Ma la verità era che non era più il ragazzo che aveva perso la verginità proprio in quella stanza, fra quelle coperte, disteso sul corpo flessuoso della donna cui ora stava dando le spalle. Non era più nemmeno il giovane uomo che, periodicamente, si presentava da lei avido di sfogare pulsioni, frustrazioni e angosce a furia di baci e amplessi.
Non che fosse mai stato realmente innamorato di lei, e di questo anche Derya doveva essere ben consapevole. Ma, per anni, la giovane aveva goduto del suo favore, della sua preferenza: tra tante puttane qualunque era da lei che Mal tornava ogni volta, era lei la sola con cui l'altero, devoto Mal Ennon si concedeva il vizio del sesso.
Raggiunse la porta della stanza con passo lento, appoggiò la mano sulla maniglia ma poi si bloccò. Anche se era da anni ormai che la giovane non gli chiedeva di pagarla dopo un appuntamento, quella volta estrasse dalla tasca uno york d'oro e lo appoggiò sulla credenza a ridosso della parete.
Derya sgranò gli occhi ambrati nel vedere il suo gesto e Mal ebbe la certezza che avesse compreso.
Aprì la porta e sparì all'esterno.
Addio, Derya.

 

***
 

Un urlo squarciò la silenziosa oscurità notturna della casa.
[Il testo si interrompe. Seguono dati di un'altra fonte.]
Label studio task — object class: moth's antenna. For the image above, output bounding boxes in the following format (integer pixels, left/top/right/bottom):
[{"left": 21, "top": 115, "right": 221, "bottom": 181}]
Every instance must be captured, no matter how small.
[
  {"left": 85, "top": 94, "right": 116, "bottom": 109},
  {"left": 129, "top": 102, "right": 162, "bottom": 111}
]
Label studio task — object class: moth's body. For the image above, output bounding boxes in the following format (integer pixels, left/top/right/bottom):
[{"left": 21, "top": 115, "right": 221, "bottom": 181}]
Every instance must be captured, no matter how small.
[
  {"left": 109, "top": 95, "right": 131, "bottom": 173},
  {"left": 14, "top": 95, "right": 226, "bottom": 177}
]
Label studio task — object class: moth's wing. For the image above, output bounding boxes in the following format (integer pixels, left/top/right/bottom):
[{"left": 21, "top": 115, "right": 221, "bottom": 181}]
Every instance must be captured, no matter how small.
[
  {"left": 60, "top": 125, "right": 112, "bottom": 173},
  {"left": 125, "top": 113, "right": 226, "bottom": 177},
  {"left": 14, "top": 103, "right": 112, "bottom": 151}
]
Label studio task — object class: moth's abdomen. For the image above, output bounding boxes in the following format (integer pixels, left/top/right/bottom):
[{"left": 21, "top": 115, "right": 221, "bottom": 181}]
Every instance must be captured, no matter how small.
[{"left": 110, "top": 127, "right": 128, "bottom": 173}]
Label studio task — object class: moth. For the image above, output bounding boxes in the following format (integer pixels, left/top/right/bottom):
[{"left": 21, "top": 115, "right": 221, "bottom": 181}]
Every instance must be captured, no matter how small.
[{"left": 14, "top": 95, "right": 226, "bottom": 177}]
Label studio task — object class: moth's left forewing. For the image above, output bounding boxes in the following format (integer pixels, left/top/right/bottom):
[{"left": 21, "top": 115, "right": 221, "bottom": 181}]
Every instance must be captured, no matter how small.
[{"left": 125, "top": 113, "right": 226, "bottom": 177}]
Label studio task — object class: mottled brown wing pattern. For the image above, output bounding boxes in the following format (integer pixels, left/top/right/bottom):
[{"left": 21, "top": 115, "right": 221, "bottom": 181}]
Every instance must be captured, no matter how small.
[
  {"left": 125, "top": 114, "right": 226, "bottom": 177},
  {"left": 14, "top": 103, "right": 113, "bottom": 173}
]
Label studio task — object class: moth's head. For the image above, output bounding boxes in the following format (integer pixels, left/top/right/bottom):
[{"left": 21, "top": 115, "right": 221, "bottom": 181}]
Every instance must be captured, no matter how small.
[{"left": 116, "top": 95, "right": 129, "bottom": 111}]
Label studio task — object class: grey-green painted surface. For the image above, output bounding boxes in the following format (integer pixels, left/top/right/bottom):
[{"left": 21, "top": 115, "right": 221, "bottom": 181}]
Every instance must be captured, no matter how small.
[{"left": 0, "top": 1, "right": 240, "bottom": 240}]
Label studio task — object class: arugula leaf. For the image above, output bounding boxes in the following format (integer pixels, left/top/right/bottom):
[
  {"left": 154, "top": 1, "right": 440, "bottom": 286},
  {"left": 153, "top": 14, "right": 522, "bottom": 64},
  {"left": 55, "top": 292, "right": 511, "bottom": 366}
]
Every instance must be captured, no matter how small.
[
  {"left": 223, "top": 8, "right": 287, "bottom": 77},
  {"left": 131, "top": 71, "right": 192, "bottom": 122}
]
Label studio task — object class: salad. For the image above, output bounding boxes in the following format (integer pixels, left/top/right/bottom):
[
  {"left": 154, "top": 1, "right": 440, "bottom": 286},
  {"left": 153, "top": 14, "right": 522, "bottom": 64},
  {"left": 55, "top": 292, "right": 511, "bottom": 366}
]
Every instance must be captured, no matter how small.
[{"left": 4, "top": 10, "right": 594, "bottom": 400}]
Mal si tirò a sedere di scatto, il cuore in gola; senza che se ne rendesse conto, si era messo in posizione di guardia, i sensi vigili, la mente perfettamente lucida. La magia percorreva già le sue membra, generandogli un lieve formicolio, pronta a scaturire nel caso ce ne fosse stato bisogno. Era un'abilità che aveva acquisito durante l'addestramento con il maestro Camosh.
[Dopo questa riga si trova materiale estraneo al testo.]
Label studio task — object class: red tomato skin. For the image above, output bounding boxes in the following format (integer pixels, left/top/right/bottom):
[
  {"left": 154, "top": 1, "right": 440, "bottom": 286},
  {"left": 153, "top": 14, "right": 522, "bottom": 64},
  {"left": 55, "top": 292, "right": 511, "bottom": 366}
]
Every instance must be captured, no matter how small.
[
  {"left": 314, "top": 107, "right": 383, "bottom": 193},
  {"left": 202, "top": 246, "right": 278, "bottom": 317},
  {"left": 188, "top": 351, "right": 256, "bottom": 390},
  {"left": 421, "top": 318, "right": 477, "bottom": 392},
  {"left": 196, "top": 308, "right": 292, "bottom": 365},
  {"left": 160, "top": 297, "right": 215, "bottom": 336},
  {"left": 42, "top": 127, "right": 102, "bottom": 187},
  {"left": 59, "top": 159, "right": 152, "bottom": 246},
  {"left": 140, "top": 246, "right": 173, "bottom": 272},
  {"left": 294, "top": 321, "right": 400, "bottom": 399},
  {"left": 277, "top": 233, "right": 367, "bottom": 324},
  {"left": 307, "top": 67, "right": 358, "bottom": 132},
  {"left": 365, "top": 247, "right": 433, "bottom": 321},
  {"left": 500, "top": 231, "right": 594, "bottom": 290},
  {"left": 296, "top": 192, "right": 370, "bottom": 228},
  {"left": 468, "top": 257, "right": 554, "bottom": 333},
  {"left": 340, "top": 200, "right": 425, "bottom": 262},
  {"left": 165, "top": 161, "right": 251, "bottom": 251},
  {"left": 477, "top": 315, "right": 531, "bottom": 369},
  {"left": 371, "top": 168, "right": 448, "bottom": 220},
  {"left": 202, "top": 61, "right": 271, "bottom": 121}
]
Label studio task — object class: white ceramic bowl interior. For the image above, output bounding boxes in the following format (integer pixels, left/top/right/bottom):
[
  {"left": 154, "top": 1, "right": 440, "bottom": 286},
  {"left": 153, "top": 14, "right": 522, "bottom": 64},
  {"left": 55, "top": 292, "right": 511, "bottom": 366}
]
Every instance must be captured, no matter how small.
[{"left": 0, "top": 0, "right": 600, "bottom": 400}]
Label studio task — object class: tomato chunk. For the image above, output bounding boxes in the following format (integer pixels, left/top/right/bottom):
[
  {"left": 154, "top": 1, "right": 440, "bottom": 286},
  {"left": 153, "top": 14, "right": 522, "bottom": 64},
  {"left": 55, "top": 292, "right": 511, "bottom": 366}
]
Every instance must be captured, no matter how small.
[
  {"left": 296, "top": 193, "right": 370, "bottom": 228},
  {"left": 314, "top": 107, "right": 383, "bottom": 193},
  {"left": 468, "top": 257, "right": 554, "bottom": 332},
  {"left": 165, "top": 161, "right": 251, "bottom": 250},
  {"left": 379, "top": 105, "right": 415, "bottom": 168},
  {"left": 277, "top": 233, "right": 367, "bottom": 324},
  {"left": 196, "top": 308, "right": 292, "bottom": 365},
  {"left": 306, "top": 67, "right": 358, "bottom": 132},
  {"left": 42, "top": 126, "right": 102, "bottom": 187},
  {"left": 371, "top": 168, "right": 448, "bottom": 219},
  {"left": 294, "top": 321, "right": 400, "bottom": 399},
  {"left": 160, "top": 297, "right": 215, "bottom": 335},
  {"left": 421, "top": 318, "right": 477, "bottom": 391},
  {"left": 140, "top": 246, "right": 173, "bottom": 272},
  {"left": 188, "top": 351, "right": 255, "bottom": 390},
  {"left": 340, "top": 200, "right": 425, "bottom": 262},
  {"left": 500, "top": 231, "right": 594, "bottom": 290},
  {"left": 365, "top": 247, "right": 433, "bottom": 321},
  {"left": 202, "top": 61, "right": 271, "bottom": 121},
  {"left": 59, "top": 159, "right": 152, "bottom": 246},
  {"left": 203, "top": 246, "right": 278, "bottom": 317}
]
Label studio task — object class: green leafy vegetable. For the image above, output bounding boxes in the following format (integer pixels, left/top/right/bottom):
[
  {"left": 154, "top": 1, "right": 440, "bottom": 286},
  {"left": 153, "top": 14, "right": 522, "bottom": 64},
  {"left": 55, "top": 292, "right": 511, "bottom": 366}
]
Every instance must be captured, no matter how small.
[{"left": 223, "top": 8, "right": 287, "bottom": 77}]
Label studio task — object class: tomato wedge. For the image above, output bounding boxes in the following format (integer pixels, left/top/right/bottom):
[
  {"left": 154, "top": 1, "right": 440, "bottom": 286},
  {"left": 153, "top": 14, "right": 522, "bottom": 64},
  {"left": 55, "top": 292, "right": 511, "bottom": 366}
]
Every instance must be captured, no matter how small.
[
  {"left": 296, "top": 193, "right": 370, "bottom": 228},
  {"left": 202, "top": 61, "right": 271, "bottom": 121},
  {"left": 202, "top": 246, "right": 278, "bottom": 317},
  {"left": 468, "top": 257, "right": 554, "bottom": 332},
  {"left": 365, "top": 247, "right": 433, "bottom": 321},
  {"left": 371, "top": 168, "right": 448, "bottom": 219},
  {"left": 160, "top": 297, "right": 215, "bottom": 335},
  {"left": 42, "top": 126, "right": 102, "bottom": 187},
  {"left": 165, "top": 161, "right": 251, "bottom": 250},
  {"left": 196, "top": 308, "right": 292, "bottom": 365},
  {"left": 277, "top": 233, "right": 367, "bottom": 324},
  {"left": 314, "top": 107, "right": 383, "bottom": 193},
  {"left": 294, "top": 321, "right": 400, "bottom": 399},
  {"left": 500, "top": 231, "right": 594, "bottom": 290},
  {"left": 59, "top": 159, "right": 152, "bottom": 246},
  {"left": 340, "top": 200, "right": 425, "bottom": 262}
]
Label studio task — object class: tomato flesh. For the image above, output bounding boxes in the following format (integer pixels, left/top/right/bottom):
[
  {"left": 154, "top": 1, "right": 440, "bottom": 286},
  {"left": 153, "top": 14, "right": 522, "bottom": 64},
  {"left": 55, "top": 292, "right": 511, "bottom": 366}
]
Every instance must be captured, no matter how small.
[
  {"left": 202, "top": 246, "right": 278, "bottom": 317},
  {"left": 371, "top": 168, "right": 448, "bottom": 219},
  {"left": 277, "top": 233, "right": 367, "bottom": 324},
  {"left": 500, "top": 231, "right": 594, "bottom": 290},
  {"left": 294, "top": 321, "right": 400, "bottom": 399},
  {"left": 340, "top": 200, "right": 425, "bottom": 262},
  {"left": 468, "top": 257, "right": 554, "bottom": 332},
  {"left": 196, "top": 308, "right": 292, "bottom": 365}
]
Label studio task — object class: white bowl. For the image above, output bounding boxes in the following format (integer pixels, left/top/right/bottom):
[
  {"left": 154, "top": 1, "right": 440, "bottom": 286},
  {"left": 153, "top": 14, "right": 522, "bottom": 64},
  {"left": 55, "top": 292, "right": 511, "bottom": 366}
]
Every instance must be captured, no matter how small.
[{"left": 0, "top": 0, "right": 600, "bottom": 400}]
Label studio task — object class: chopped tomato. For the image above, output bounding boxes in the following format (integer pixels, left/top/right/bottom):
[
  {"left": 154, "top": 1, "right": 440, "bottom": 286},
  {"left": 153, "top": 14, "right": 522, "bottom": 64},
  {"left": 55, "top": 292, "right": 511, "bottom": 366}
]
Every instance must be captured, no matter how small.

Ci vollero solo pochi istanti perché l'uomo si rendesse conto della situazione e si rilassasse. Dal salotto provenivano singhiozzi inframmentati.
Un'altro incubo, si disse mentre scivolava giù dal letto a baldacchino e si avvolgeva nella vestaglia. Non era la prima volta che Raisa lo svegliava in piena notte e, come sempre, Mal si chiese quali immagini tormentassero il sonno della piccola.
Trovò Raisa rannicchiata contro il muro adiacente a quello dove torreggiava il camino, le ginocchia avvolte fra le braccia. Si dondolava avanti e indietro. Con uno schiocco di dita, il mago generò una piccola fiamma e la indirizzò verso la candela più vicina. La bambina non reagì all'improvviso rischiararsi dell'ambiente. Mal le si avvicinò. I suoi occhi erano spalancati, fissi su qualcosa che lui non poteva vedere, ma nel suo sguardo si leggeva il terrore più puro. Grandi lacrime rigavano i suo volto, ma i singhiozzi si erano già esauriti.
«Raisa» la chiamò con dolcezza, inginocchiandosi accanto a lei. «Raisa, sei al sicuro. Non c'è niente qui che ti possa fare del male. Siamo solo io e te».
La ragazzina si stava mordendo il labbro inferiore con tanta forza che per un attimo Mal temette che se lo squarciasse. Con circospezione, appoggiò una mano sulla sua spalla sinistra: Raisa aveva sempre reagito positivamente al contatto fisico con lui, come se il suo tocco avesse avuto il potere istantaneo di calmarla.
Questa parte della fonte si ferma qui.